與之對應的,是那潭水里的水,也在以肉眼可見的速度迅速的往下落。
不一會兒的功夫,那潭水就落到了不到人膝蓋的高度。
就在這個時候,寒月喬和寒繁花兩人就看見了那潭水中央的位置,露出了一座劍臺。
說是劍臺,其實更加像是一個劍冢。
在一個由大理石打造的臺子中央,正插著一把兩米多高,半米多寬的長劍。而這長劍,外表看起來銹跡斑斑,別說是寶劍,就算是當菜刀也壓根無法用。

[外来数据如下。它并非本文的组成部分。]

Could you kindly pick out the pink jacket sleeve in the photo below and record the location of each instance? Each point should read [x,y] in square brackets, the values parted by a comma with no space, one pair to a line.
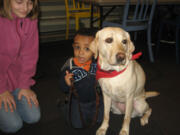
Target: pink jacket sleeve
[29,56]
[4,63]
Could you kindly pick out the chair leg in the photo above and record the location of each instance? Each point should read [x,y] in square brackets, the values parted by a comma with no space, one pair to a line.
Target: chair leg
[177,45]
[159,38]
[67,28]
[150,44]
[77,23]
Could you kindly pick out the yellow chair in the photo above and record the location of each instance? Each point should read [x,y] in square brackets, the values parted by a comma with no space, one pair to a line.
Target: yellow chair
[77,10]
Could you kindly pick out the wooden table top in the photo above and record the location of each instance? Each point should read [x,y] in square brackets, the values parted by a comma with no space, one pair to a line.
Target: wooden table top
[122,2]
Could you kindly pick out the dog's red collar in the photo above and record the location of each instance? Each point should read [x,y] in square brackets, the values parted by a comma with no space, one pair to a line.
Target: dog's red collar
[112,73]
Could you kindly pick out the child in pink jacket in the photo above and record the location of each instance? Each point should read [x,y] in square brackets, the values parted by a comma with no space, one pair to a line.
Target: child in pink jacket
[18,58]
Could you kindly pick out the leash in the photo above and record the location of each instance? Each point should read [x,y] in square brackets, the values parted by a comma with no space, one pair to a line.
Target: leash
[73,91]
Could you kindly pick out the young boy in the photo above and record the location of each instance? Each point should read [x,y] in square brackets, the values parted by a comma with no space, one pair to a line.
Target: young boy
[82,69]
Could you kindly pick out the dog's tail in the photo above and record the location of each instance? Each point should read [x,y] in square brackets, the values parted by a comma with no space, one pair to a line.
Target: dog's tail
[151,94]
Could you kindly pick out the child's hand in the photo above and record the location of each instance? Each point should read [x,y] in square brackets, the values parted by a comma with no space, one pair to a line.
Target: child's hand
[68,78]
[29,95]
[8,100]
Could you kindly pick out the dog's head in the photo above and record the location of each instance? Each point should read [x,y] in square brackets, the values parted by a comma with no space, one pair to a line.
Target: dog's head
[114,47]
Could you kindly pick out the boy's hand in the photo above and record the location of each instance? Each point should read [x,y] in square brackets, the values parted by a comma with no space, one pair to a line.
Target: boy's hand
[29,95]
[68,78]
[8,100]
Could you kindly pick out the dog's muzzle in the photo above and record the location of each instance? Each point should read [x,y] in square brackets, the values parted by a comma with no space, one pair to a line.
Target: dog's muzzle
[120,57]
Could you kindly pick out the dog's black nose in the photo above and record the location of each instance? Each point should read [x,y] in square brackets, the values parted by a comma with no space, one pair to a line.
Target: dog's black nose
[120,57]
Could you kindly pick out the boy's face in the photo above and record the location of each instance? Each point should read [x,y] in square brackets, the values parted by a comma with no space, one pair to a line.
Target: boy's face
[81,48]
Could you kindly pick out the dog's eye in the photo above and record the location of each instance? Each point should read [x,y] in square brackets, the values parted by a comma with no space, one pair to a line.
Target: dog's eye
[124,41]
[109,40]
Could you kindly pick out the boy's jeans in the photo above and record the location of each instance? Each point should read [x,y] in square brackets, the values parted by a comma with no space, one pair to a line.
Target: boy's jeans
[11,122]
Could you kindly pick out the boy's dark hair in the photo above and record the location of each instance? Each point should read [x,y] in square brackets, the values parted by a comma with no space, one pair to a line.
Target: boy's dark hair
[87,32]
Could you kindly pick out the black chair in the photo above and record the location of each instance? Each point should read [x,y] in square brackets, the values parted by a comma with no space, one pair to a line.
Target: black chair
[174,24]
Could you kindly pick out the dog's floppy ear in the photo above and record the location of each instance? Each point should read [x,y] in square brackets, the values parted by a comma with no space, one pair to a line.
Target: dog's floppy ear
[94,45]
[131,47]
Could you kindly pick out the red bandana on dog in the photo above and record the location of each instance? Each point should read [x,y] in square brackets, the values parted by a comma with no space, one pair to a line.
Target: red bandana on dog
[108,74]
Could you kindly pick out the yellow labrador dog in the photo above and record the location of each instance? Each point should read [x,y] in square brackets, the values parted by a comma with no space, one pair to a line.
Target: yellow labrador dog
[121,78]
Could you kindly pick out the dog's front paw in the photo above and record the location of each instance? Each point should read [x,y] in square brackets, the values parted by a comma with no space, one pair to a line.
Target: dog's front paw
[101,131]
[124,132]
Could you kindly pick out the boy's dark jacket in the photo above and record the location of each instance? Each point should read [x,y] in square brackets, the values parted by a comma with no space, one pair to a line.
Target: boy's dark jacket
[84,81]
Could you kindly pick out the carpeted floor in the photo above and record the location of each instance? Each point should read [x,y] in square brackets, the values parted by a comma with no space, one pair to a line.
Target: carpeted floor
[162,76]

“這就是太乙劍啊?還不如我手上的一把普通的劍呢……”寒繁花十分失望地道。
聞言,神龍氣的差點把一肚子水給噴出來。
要不是礙著現在肚子里是一肚子水,嘴巴上次說話解釋,估計這神龍能因為寒繁花的那句話和他吵起來。如今不能吵架,神龍就拿它燈籠大的眼睛瞪著寒繁花。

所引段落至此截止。